Type 1 Diabetes Stopped: How Scientists Did It
By Deborah Mitchell for EmaxHealth.com
No one is sure exactly why it happens, but in some people, and at an early age, the immune system attacks and destroys the pancreatic beta cells until the body no longer can produce insulin. But not knowing exactly why it happens did not stop one group of scientists from stopping type 1 diabetes in mice.
Can we stop type 1 diabetes?
Type 1 diabetes, previously called juvenile diabetes because it first appears during childhood or in young adults, is an autoimmune disease in which the pancreas stops making insulin. About 5 percent of the nearly 26 million children and adults with diabetes in the United States have type 1 disease, which is equivalent to about 1 in every 400 children and adolescents.

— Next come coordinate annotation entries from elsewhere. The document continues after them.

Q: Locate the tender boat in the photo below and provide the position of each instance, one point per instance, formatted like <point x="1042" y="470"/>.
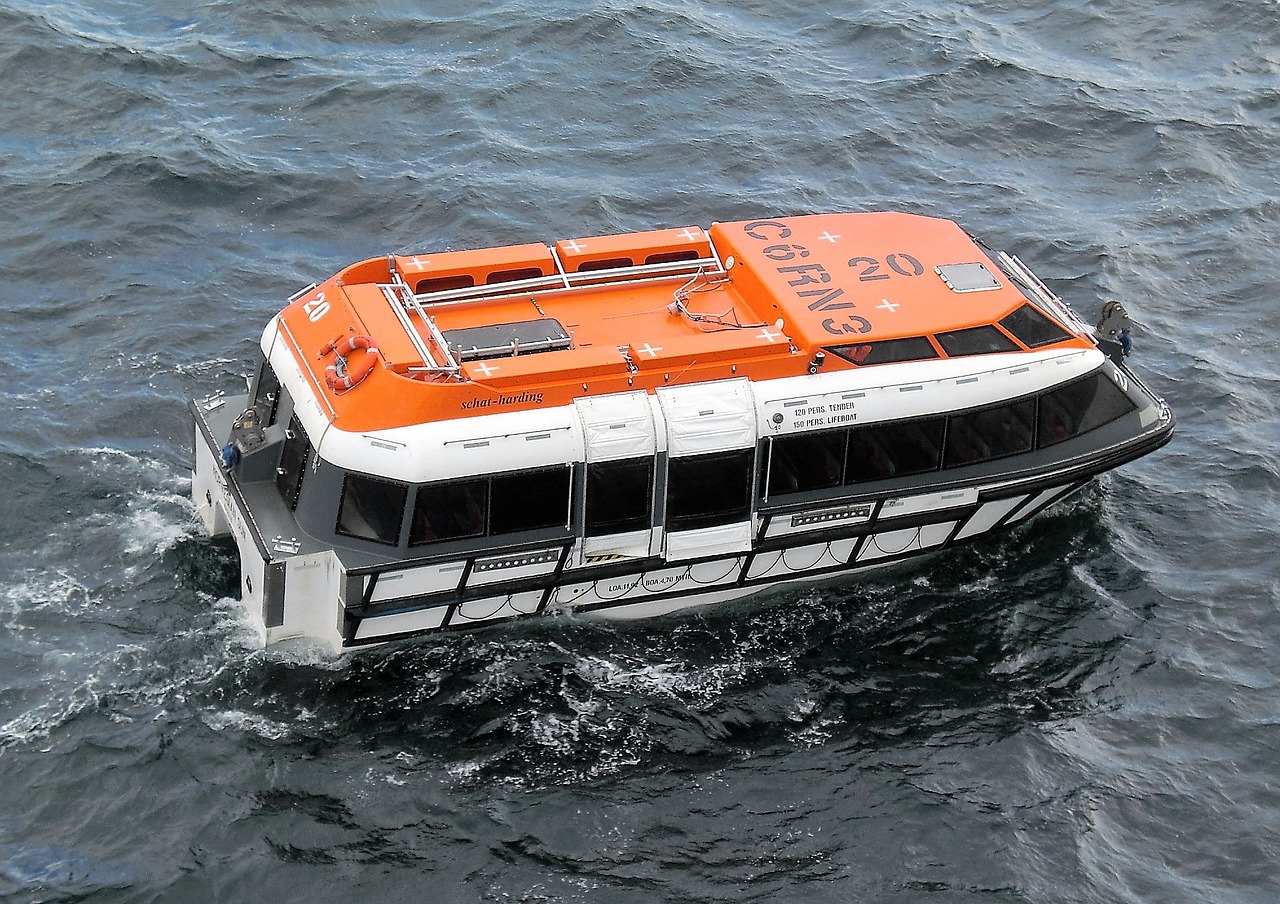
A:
<point x="635" y="424"/>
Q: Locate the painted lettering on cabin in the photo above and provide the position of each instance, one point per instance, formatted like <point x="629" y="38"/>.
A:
<point x="493" y="402"/>
<point x="818" y="296"/>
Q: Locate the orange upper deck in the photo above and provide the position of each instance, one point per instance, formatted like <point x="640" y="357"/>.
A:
<point x="530" y="325"/>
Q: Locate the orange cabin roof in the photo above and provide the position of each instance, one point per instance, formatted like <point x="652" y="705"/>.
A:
<point x="529" y="325"/>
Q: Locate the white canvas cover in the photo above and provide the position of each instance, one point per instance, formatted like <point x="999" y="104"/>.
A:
<point x="617" y="427"/>
<point x="708" y="416"/>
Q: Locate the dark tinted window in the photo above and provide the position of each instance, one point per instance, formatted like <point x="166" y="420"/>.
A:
<point x="611" y="264"/>
<point x="671" y="256"/>
<point x="444" y="283"/>
<point x="709" y="489"/>
<point x="1072" y="410"/>
<point x="977" y="341"/>
<point x="293" y="464"/>
<point x="449" y="511"/>
<point x="266" y="396"/>
<point x="894" y="450"/>
<point x="529" y="501"/>
<point x="618" y="496"/>
<point x="991" y="433"/>
<point x="371" y="508"/>
<point x="912" y="348"/>
<point x="1032" y="328"/>
<point x="807" y="461"/>
<point x="512" y="275"/>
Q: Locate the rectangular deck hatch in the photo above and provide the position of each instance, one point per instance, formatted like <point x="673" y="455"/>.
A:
<point x="524" y="337"/>
<point x="968" y="277"/>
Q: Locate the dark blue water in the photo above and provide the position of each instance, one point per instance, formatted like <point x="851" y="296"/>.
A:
<point x="1084" y="710"/>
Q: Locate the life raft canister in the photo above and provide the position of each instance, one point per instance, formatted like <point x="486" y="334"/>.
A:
<point x="342" y="377"/>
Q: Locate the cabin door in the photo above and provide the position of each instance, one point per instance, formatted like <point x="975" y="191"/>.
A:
<point x="621" y="439"/>
<point x="711" y="464"/>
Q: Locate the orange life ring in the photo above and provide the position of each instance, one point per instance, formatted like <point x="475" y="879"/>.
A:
<point x="339" y="375"/>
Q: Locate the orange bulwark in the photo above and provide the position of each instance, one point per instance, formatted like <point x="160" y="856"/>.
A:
<point x="759" y="298"/>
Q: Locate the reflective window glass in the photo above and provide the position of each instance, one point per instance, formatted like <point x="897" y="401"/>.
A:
<point x="1032" y="328"/>
<point x="977" y="341"/>
<point x="529" y="501"/>
<point x="1086" y="405"/>
<point x="371" y="508"/>
<point x="449" y="511"/>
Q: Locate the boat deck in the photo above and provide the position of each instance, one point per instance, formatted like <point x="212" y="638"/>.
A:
<point x="595" y="315"/>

Finding a way to put the brakes on the development of type 1 diabetes in humans would be a monumental breakthrough, and this new study from Karolinska Institute in Sweden is a significant start. The brakes were applied to genetically susceptible mice by injecting them with specially prepared cells.

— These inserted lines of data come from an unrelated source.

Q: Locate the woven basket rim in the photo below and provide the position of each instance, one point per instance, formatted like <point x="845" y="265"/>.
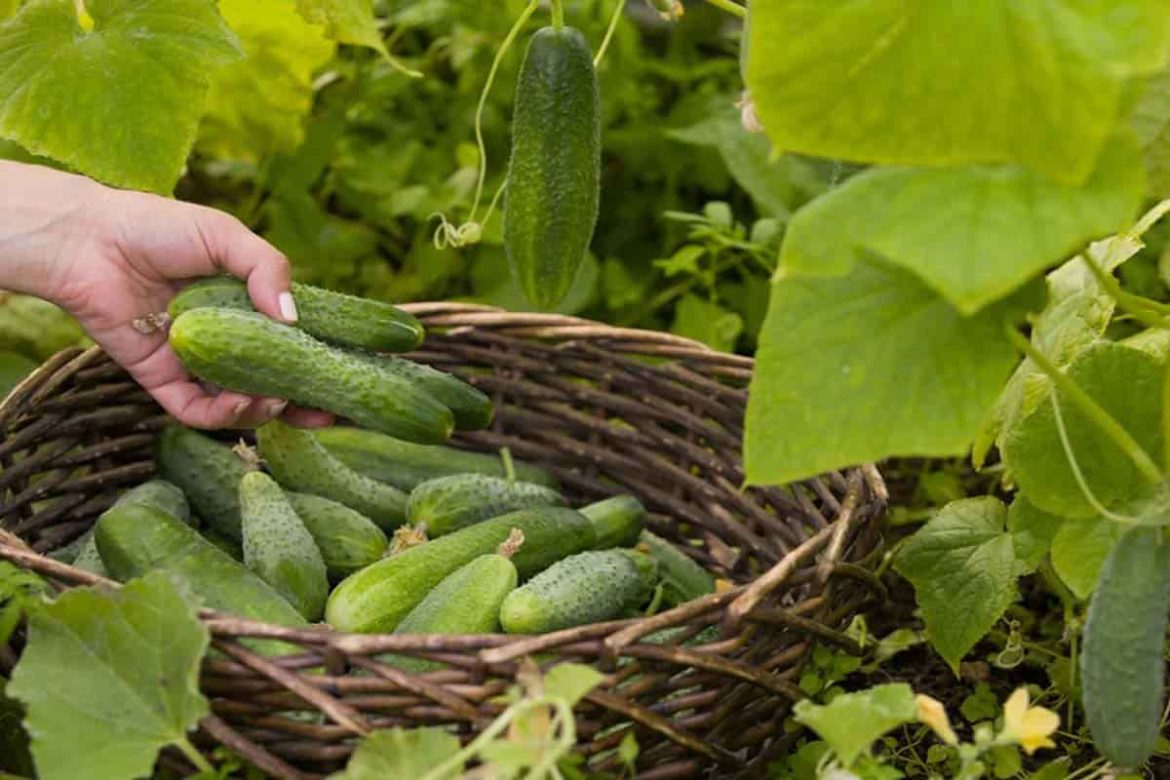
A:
<point x="858" y="495"/>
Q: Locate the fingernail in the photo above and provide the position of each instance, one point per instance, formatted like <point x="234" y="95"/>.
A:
<point x="288" y="306"/>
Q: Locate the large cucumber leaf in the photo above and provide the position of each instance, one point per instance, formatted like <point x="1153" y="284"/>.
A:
<point x="119" y="101"/>
<point x="922" y="82"/>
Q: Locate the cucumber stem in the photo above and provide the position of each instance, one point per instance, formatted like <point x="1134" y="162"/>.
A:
<point x="1091" y="408"/>
<point x="608" y="32"/>
<point x="511" y="545"/>
<point x="509" y="467"/>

Scientists have known that immune system cells called macrophages are involved in the destruction of beta cells. However, macrophages don’t always attack beta cells: they can be instructed to protect rather than destroy. So the scientists looked for the cells that give the instructions, and those are immune cells called cytokines.
According to the lead researcher, Robert Harris, he and his team discovered which cytokines send signals to macrophages to protect rather than to destroy. “We managed to achieve this aim, defining a novel combination of cytokines that confer on macrophages the ability to protect mice from developing Type 1 diabetes.”